At a recent Unstructured Data Meetup hosted by Zilliz, Bo Wang, Engineering Manager at Jina AI, took us through the complexities of the modality gap and the transition from OpenAI’s CLIP model to JinaCLIP.
In this blog, we will recap his main points and also implement a multimodal similarity search system. This system will use JinaCLIP to generate multimodal embeddings and the Milvus vector database to store and retrieve similar embeddings given a certain query. For more details, we recommend you watch Bo’s full take on YouTube.
What Makes a Good Embedding Model?
An embedding model’s primary function is to map things like texts and images into vectors, numerical representations that capture semantic relationships within the data. For instance, the distance between two vectors should reflect the similarity of the two items they represent, be it two images, two texts, or one of each.
Embedding models are at the core of modern AI tasks like semantic search, image retrieval, and more. But what makes an embedding model good?
Versatility Across Domains
A good embedding model should perform well across a wide range of domains without requiring fine-tuning. This adaptability ensures the embeddings are universally useful, whether the input is text, images, or other data types. For instance, if an image is embedded into a vector space and a related text is embedded in the same space, the two embeddings should be close together, signifying their semantic similarity. This broad applicability is essential for AI tasks like similarity search, image retrieval, and cross-domain applications.

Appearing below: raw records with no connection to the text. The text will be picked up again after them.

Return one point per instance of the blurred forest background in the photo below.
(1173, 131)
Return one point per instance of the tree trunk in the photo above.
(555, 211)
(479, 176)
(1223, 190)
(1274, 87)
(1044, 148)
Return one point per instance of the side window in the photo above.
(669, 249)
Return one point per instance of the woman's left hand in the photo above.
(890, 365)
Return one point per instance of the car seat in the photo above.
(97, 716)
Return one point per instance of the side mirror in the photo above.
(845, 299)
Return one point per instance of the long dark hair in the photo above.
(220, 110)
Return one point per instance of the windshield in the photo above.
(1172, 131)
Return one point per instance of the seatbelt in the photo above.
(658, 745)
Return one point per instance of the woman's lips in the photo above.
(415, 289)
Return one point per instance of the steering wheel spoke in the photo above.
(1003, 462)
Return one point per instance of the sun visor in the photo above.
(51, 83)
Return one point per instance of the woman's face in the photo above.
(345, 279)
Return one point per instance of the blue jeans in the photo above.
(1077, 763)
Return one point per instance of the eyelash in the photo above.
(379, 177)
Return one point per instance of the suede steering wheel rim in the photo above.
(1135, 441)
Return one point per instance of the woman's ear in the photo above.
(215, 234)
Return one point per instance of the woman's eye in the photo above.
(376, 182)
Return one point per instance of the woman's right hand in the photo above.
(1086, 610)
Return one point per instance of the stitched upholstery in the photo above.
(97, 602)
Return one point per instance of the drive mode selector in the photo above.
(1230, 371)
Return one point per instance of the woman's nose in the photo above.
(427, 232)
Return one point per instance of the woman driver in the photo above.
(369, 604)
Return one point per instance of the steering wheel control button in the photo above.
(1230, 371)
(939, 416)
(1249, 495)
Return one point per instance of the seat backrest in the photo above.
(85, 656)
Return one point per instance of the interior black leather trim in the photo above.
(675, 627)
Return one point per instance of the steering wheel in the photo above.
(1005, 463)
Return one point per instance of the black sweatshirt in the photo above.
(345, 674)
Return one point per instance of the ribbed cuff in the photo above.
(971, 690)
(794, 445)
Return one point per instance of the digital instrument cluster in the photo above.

Accurate Semantic Similarity
A key characteristic of a good embedding model is its ability to connect left and right by producing embeddings with high similarity scores for semantically related items. This goes beyond just text data, it applies to any multimodal inputs. Whether comparing text to text, image to image, or text to image, the model should reflect the correct relationships through the proximity of the embeddings in vector space.
However, older models that connected text and image modalities had a harder time achieving this goal. They relied on manual processes, such as tagging images or using surrounding text, to establish connections. These methods resulted in poor generalization, particularly in out-of-distribution scenarios.
The Challenge of Multimodal Tasks
Before the introduction of models like CLIP, connecting modalities (text and images) was a highly manual and hypothesis-driven task. Whether it was Flickr tags or textual descriptions added by users, the process was far from seamless. Supervised approaches, often using classifier labels, were prone to instability, and their out-of-domain performance was unsatisfactory. This meant that while you could connect images and texts, the results weren’t always consistent, especially when the input was complex.
To solve this problem, CLIP, a contrastive language-image pretraining model, was developed to improve the performance of multimodal models by training them on image-text pairs. CLIP's ability to align the two modalities in a shared embedding space was innovative. However, this model also has its limitations.
CLIP Model: A Breakthrough With Restrictions
CLIP set a new standard by training two separate encoders, one for text and one for images. The core idea was to learn a shared embedding space where text and image vectors could coexist, with semantically similar texts and images sitting closer together. The results were impressive: CLIP allowed for multimodal tasks using a simple cosine similarity function.
Figure: How the CLIP model works
However, CLIP has its shortcomings. One significant issue is its inability to handle text-only tasks effectively. Since CLIP was primarily optimized for short captions (often fewer than 77 characters), longer texts pose a challenge. Furthermore, CLIP lacked hard-negative examples in its training process. Hard negatives are examples that are close but incorrect and are crucial for refining models, especially in tasks like text retrieval. Without them, CLIP’s performance plateaued on tasks requiring detailed text understanding.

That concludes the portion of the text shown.